Kementerian Perindustrian menegaskan ketahanan sektor Industri Kimia, Farmasi, dan Tekstil (IKFT) sebagai penopang utama stabilitas manufaktur nasional sepanjang 2025.

Performa positif ini dinilai menjadi modal kuat bagi pemerintah dalam memasuki 2026, sejalan dengan arah kebijakan transformasi ekonomi nasional dan ambisi pertumbuhan hingga 8 persen pada 2029.

Direktur Jenderal IKFT, Taufiek Bawazier, menyatakan sektor tersebut mampu bertahan di tengah tekanan global dan tetap memberikan kontribusi signifikan terhadap laju industri pengolahan. “Optimisme pelaku industri menunjukkan bahwa kita berada pada jalur yang benar. Pemerintah berkewajiban memastikan ekosistem semakin kondusif agar investasi, ekspor, dan produktivitas terus meningkat,” ujar Taufiek dalam kegiatan Outlook dan Kinerja IKFT 2026 di Bogor, Selasa (25/11/2025).

Sepanjang 2025, industri manufaktur mencatat kinerja yang solid. Pada Triwulan III, Industri Pengolahan Nonmigas tumbuh 5,58 persen (yoy), melampaui pertumbuhan ekonomi nasional sebesar 5,04 persen. Sektor IKFT bahkan mencatat pertumbuhan lebih tinggi, yakni 5,92 persen dengan kontribusi 3,88 persen terhadap PDB nasional.

Di sektor perdagangan luar negeri, ekspor IKFT pada Januari-Agustus 2025 mencapai 35,25 miliar dolar AS, sedangkan impor 32,31 miliar dolar AS. Produk kimia, pakaian jadi, serta kulit dan alas kaki menjadi penyumbang utama ekspor, sementara tingginya impor bahan baku kimia menunjukkan perlunya penguatan industri hulu.

Secara keseluruhan, utilisasi kapasitas industri IKFT berada di sekitar 60 persen, yang turut terdorong oleh kebijakan hilirisasi, terutama di industri kimia berbasis migas hingga bahan galian bukan logam.
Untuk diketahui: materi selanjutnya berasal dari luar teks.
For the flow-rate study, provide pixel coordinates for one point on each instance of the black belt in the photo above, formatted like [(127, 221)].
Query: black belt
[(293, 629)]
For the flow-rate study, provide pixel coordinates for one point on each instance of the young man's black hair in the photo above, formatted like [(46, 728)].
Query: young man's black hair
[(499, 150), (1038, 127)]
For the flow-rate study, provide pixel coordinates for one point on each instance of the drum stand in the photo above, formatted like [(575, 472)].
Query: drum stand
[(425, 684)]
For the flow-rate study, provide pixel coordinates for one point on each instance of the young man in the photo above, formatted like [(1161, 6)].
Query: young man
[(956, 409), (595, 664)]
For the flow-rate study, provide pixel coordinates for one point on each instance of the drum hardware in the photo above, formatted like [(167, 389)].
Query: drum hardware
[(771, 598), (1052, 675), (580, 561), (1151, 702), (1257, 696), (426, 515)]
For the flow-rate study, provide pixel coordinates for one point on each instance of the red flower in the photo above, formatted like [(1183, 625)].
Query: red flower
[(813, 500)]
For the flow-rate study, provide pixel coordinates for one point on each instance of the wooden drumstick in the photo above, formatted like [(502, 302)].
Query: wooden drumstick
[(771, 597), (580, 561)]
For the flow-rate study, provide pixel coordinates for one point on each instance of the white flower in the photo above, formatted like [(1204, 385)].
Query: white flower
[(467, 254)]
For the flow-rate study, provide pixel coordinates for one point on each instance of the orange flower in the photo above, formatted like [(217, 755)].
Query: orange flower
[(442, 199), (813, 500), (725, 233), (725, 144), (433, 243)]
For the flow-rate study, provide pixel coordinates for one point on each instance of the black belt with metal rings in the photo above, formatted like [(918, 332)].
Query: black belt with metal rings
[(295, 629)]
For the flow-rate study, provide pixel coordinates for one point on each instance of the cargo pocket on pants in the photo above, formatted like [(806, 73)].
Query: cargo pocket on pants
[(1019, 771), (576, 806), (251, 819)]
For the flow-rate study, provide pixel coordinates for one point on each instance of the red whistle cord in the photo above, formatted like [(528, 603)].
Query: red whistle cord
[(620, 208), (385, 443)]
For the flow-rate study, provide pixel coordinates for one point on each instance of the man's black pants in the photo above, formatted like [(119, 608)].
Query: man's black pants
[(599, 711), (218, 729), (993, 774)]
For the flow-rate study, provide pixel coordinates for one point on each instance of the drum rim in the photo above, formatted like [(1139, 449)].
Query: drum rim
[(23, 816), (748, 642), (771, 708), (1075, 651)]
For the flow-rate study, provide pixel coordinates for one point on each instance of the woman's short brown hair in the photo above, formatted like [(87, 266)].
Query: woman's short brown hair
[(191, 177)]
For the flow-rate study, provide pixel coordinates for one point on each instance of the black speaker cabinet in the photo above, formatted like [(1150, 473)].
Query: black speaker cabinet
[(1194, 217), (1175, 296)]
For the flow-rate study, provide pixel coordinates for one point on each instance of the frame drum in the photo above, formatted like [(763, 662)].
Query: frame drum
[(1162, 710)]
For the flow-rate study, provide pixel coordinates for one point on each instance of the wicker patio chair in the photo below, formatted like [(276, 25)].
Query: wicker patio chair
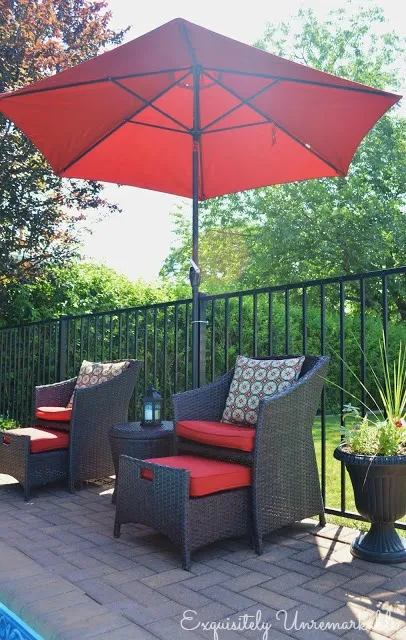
[(88, 456), (285, 478)]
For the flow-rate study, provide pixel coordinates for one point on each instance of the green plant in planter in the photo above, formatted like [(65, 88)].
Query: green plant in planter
[(7, 423), (374, 453)]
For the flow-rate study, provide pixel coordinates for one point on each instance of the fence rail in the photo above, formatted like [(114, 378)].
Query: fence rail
[(344, 317)]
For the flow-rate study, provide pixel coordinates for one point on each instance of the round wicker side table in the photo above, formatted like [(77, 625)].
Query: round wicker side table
[(132, 439)]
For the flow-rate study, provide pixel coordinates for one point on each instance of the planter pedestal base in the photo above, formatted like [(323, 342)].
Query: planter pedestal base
[(381, 544)]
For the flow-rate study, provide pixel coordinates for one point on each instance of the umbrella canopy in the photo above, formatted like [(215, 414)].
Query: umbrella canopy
[(132, 115), (187, 111)]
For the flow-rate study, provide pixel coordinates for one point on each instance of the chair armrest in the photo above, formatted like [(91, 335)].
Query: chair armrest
[(286, 419), (103, 403), (205, 403), (54, 395)]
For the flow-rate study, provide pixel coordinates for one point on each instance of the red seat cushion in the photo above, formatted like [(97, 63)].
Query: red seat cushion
[(206, 476), (42, 439), (217, 433), (58, 414)]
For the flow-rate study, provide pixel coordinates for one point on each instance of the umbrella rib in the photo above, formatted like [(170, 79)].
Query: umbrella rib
[(157, 126), (149, 103), (328, 85), (282, 128), (242, 103), (237, 126), (121, 124), (185, 35), (70, 85)]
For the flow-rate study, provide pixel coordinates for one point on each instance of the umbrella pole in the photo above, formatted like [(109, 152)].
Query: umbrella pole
[(194, 276), (194, 273)]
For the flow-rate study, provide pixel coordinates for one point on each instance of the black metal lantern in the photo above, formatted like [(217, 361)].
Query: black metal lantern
[(152, 408)]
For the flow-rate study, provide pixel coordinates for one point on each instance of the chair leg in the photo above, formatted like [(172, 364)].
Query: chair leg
[(187, 562), (71, 485), (258, 546)]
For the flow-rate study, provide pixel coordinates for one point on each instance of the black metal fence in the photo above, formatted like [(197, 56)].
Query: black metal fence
[(344, 317)]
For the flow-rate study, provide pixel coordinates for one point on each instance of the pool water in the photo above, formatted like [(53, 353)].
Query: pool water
[(13, 628)]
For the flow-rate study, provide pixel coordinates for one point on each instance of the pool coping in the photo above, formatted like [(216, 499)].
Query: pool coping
[(59, 610)]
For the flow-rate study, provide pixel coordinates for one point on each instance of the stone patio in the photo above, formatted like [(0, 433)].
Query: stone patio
[(62, 571)]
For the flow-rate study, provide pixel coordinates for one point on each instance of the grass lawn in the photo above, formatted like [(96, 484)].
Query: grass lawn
[(333, 474)]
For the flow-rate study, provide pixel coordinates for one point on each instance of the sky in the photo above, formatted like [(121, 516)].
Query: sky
[(136, 241)]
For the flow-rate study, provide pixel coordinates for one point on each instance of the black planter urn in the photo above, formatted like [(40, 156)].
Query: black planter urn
[(379, 485)]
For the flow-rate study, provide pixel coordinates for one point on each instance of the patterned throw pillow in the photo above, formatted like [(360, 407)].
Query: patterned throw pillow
[(92, 373), (254, 380)]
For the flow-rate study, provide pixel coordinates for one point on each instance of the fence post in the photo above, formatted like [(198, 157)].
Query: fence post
[(202, 338), (62, 348)]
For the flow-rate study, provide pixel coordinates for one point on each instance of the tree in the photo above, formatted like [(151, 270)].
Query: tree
[(324, 227), (40, 212), (77, 288)]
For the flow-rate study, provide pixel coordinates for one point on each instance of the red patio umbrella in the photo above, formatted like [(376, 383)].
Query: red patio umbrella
[(187, 111)]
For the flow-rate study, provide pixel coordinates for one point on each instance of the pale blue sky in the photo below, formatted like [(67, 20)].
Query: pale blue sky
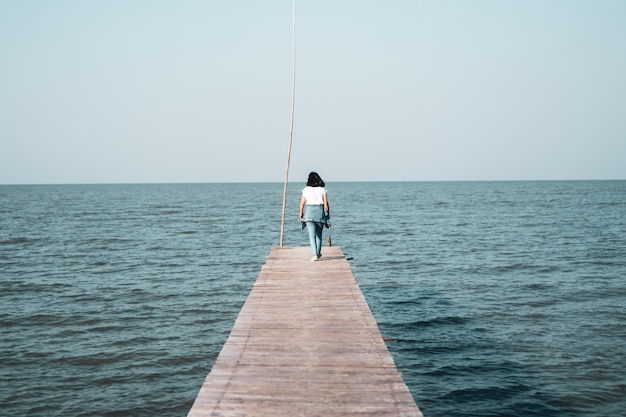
[(200, 91)]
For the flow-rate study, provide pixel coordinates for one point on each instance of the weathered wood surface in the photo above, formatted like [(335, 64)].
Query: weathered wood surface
[(305, 344)]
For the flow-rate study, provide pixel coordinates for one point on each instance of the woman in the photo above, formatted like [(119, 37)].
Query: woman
[(315, 212)]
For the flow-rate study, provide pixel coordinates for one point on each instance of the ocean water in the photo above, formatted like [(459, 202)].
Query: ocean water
[(496, 298)]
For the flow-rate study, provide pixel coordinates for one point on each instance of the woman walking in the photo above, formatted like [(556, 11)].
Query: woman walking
[(315, 211)]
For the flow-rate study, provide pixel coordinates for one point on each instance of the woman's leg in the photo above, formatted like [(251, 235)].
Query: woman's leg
[(318, 239), (311, 228)]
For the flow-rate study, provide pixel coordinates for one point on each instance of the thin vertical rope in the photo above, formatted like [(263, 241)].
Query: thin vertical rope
[(293, 95)]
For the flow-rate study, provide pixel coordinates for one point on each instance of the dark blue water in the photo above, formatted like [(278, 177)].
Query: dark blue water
[(498, 298)]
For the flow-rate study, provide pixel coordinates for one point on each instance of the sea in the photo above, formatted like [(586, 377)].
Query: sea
[(494, 298)]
Investasi di sektor IKFT juga terus meningkat. Sepanjang Januari-September 2025, realisasi investasi mencapai Rp 142,15 triliun, naik dari Rp 116,54 triliun pada periode yang sama tahun lalu. Dari sisi ketenagakerjaan, sektor ini menyerap 6,7 juta pekerja hingga Februari 2025 atau sekitar 4,6 persen dari total tenaga kerja nasional.

Pemerintah menegaskan komitmen memperkuat struktur industri nasional sebagai bagian dari implementasi RPJPN 2025-2045. Agenda tersebut mencakup peningkatan kontribusi industri pengolahan terhadap PDB hingga 21,9 persen serta percepatan pertumbuhan ekonomi menuju 8 persen pada 2029.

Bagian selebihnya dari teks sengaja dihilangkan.